Caption: 2D t-SNE feature space projections for different file formats. Blue markers denote benign files, while red markers denote malicious ones.

Of course, with any data collection exercise, there is an abundance of known and unknown biases that may be introduced into the dataset. These may be by way of the vantage points used, the quality of the label assignment method, or how the class and data strata are distributed before being served into further stages of the learning pipeline. These biases, and how Glasswall handles them, may be discussed further in a future blog post.

Infrastructure and automation

Developing the necessary systems to refresh and expand one’s dataset at will is an exceptionally helpful and fundamental tool in mitigating data drift, which hinges on the diversity of input features (or in the unique case of CDR, document structures). Incorporating a data management system such as a database, data warehouse, or data lake allows one to scale up or scale down their training operations as required, all while maintaining an organizsed and query-able repository of input features.  

Ensuring synchronization with the latest feature sets is essential to combat data drift, whether due to changes in how structural artifacts are coded in the CDR engine or how they are decomposed into complex features. Without a feature synchronization strategy during the training phase, models risk becoming outdated as subtle changes in data representation occur, leading to degraded performance during inference.

A diagram of a cellDescription automatically generated

Caption: Feature space projections of an MS Word (Binary) dataset, D, before and after a change in feature definitions, leading to data drift. Here, T1 < T2, where T denotes time.  

Finally, automating this process introduces much enhanced efficiency that, if not factored in, can very quickly accumulate in time, labor, and costs.

If implemented correctly, having automated, data collection infrastructure and synchronisation processes helps ensure that the data distribution used to train and test the models remains representative, comprehensive, and relevant.
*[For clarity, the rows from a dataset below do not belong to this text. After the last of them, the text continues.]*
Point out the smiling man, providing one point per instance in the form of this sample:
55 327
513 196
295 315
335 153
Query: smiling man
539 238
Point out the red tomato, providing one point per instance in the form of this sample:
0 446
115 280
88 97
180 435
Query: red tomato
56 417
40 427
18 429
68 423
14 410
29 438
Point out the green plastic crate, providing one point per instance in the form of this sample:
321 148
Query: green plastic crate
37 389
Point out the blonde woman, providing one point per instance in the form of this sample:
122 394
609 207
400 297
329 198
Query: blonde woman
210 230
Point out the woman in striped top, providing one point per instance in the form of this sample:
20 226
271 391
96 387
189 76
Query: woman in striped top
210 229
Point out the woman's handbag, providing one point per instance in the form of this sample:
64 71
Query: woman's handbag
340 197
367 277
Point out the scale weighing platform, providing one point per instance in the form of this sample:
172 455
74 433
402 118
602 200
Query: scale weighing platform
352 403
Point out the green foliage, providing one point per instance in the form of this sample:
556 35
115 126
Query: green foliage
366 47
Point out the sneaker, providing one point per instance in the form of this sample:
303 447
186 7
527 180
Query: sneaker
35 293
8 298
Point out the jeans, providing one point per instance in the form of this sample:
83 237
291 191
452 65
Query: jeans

Online monitoring and re-training

Extending the continuous data collection paradigm, online monitoring and re-training is a go-to, MLOps best -practice for tackling concept drift, with a principal focus on maintaining model performance. Methods to achieve this include monitoring live AI/ML deployments such as an API endpoint or other vantage point, identifying a criterion for the maximum acceptable performance degradation, and triggering re-training of the model once this criterion is met.

The key difference between this method and continuous data collection (as aforementioned) lies in the reactive nature of this method in that re-training is only triggered once production model performance falls outside of acceptable regions. In contrast, continuously collecting and re-training on new data is an inherently proactive method for ensuring peak model performance. With that being said, both methods may certainly be leveraged in tandem.  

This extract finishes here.